Apesar da distância evolutiva entre os dois, seus hábitos e maneirismos eram muito parecidos. A mais notável similaridade, no entanto, despontava do modo de caminhar, mais especificamente do esforço que tinham de efetuar para alcançar deslocamento. Um deles: Homo sapiens sapiens, bípede e obeso; o outro: Canis lupus familiaris, quadrúpede e obeso. A demasiada massa corporal obrigava-os, de modo semelhante, a penderem muito para um dos lados antes de levantarem o(s) membro(s) do lado oposto, como se possuíssem uma muleta imaginária responsável pelo freio no movimento. Não obstante, se o cão portasse coleira e guia durante os passeios cotidianos, o humano não parecia conduzir o animal. Inexistia uma relação de dominância. Eram como cúmplices. A impressão que tínhamos ao ver a cena era a de que ambos pactuavam com a ação e apoiavam-se emocionalmente. Na hora de urinar, devido ao peso, o quadrúpede não erguia uma de suas patas traseiras, por isso acostumou-se a baixar o quadril antes de soltar o jato amarelo que escorria pelo cimento áspero da calçada. Ao seu lado, o homem arfava fazendo seu ventre subir e descer. As pausas eram sempre bem-vindas. O suor brilhava nas dobras de seu pescoço largo. A língua do outro pendia grande e solta ao lado da boca. Arrastavam suas gorduras enquanto superavam a constante falta de ar. À pouca distância, era possível perceber-se chiados e sopros produzidos na árvore respiratória de ambas as espécies. Eles também se assemelhavam na cor. O labrador possuía uma pelagem dourada, próximo do tom amarelo da pele do homem. Para além disso, eram inseparáveis: comiam, dormiam e passeavam juntos. Lamentavelmente, a dita condição compartilhada por ambos deixava-os suscetíveis às investidas de vizinhos que não poupavam anedotas e comentários malfazejos. “Olha lá, gordão e gordinho”, dizia um; “Finalmente completaram a volta”, adicionava outro; e era sempre assim. A verdade é que aquele homem, ao lado de seu labrador, estava exposto à chacota, ao escárnio. E de fato, estudos confirmam que, frequentemente, cães tendem a se parecer com os seus tutores. Ocorre que, nesse caso, as semelhanças físicas, o jeito de olhar, o modo de caminhar e os traços emocionais entre os dois eram surpreendentes.
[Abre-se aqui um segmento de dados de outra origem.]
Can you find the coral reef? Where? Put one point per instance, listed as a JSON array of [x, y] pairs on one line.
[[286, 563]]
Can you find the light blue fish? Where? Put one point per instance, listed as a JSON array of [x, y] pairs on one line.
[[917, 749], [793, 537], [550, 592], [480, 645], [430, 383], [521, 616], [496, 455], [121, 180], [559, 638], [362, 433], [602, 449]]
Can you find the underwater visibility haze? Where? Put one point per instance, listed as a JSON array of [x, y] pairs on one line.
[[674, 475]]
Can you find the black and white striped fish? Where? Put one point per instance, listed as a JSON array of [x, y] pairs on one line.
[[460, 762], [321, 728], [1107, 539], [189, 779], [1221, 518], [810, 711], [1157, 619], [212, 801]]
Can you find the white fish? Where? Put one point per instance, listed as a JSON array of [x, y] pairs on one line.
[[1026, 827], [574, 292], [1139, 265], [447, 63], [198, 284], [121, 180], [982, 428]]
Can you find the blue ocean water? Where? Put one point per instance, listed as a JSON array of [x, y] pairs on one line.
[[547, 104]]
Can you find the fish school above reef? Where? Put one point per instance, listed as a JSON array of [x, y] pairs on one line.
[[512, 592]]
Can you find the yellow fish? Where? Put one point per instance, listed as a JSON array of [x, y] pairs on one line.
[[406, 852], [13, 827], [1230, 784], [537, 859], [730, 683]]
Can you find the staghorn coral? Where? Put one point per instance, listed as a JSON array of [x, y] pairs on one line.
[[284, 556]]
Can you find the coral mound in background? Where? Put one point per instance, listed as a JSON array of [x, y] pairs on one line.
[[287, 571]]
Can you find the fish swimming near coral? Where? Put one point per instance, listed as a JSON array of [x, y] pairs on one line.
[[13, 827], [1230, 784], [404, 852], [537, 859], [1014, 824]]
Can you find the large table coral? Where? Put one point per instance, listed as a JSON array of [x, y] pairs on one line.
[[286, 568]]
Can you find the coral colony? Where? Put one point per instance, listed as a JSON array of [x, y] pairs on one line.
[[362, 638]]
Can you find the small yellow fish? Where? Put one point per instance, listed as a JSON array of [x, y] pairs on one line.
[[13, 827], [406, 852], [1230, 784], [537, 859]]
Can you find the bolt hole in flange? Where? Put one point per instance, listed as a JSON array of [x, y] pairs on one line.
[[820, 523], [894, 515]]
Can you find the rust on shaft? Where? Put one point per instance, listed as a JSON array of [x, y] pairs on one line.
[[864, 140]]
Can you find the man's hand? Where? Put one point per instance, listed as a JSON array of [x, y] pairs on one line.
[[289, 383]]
O final de tarde já despontava quando homem e cão entraram em casa. Nesses momentos, o comum era beberem muita água e, em seguida, buscarem o descanso. O homem largava-se no sofá de couro, enquanto o cão folgava no piso de cerâmica junto aos seus pés. Bem diante deles, quase sempre um ventilador soprava no máximo um vento morno. Ofegavam. A língua de um descansava tocando o chão, ao mesmo tempo que o outro mantinha a boca aberta para melhor respirar. Em instantes, cochilavam entremeados por ressonos e “tiros” de gases. Há quase onze anos, mais ou menos, a idade do velho labrador, mantinham-se cotidianamente lado a lado. Eram como seres simbiontes, estabelecendo uma relação ecológica de mutualismo obrigatório, como se dependessem de alguma maneira um do outro para sobreviverem.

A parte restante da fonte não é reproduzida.